# Fulcrum Racing 4?



## Chrisct (Jun 3, 2012)

Talk to me about this wheel set? It comes on the Tarmac that I have on layaway, and I just bought a set off eBay for my Secteur. They felt great on my test rides on the Tarmac (though its tough to tell if it was the bike or wheels or both, that felt awesome). It's been snowy and crappy here for the last week and I haven't tested em out on the Secteur. What has your experience been?


----------



## willstylez (Sep 15, 2011)

The Racing 4's came with my 2011 Tarmac Expert. They were a pretty solid wheelset, for stock, in my opinion.
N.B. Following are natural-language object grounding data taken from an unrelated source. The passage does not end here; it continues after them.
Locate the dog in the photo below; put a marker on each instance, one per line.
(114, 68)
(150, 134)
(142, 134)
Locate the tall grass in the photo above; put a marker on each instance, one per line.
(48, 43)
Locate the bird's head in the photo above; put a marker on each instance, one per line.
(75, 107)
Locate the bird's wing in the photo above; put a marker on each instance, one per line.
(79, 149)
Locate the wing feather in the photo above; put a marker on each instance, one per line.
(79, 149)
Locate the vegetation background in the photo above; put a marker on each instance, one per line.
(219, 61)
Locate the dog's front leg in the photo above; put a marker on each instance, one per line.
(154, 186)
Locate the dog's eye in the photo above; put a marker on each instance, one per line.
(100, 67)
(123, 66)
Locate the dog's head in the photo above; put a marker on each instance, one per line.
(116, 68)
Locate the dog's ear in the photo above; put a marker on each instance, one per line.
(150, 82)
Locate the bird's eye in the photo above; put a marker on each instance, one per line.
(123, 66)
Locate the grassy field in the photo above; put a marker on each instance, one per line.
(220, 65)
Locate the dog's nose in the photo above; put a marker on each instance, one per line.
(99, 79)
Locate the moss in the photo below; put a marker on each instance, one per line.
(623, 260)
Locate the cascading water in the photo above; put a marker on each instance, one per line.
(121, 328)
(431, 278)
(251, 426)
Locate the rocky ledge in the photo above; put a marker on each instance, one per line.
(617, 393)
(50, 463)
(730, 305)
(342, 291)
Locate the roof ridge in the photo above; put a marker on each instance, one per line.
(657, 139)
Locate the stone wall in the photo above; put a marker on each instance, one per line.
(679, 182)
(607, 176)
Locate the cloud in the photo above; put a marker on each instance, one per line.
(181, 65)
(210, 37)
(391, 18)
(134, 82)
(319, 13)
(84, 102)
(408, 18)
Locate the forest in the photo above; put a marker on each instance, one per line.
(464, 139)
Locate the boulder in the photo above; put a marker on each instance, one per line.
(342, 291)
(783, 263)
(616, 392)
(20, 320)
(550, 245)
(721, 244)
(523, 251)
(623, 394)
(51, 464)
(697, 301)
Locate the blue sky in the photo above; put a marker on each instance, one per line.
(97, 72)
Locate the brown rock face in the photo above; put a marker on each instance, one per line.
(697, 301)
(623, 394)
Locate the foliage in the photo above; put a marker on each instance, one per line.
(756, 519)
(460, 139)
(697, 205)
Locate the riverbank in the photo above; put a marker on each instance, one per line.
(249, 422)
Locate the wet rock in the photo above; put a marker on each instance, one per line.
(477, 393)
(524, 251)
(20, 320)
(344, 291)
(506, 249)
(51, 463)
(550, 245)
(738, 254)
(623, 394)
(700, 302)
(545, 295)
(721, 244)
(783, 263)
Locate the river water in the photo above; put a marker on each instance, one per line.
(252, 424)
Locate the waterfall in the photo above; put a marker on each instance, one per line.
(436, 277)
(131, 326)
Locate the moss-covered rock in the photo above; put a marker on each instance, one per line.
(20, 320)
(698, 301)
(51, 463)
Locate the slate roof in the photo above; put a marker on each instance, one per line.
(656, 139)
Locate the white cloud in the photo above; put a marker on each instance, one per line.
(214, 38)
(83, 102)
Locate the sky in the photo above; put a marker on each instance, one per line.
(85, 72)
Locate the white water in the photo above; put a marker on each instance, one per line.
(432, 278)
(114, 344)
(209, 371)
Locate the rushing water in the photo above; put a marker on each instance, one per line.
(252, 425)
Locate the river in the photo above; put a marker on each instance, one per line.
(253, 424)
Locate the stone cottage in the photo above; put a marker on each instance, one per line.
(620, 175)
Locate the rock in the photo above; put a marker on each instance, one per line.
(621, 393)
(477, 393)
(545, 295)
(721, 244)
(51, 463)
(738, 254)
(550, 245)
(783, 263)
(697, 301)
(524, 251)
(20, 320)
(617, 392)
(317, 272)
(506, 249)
I'm nearly 200lbs, but ride fairly nimble. I used them for nearly 10 months, without incident....around 3K miles Then I blew a front spoke going (roughly) 22 mph on a flat, smooth road. The wheel was barely rideable, due to the low spoke count. Luckily I wasn't far from home. Got the wheel fixed and now they are sitting idle, as a backup set. I immediately ordered a handbuilt set, White Industry Hubs / Open Pros / CX-ray spokes (28F / 32 R). Solid so far!


----------



## roadworthy (Nov 11, 2011)

My view is...they should be great wheels. I have two sets of Fulcrum 5's. I honestly considered Fulcrum 3's but the 5's are so good, I don't see the point. To me they are best lower cost wheelset on the market. I am a long time fan of Campy wheels and Fulcrum wheels in particular. According to Fulcrum's service manual, all their wheels are hand built. The 4's I believe are a combination of 5 hubs and 3 rim. 
I have thousands of miles on Campy/Fulcrum wheels and never had a single issue and they literately never go out of true. I am 185 lbs.


----------



## Chrisct (Jun 3, 2012)

I've been happy with the set so far. They are the 3's rim with the 5's hub. 1725g. They are FAR more responsive than the wh-r 500's that came stock on the Secteur. Those are only 200g heavier than the 4's but felt a lot heavier and more sluggish. I only have a couple hundred miles on them, but so far, so good. I'm looking at a set of the fulcrum racing speed for tri's and crits next season...assuming I get my Sl-3 out of layaway...the 4's will be my training set on both of my bikes.


----------



## bayAreaDude (Apr 13, 2012)

They're not square is about all I liked about them.


----------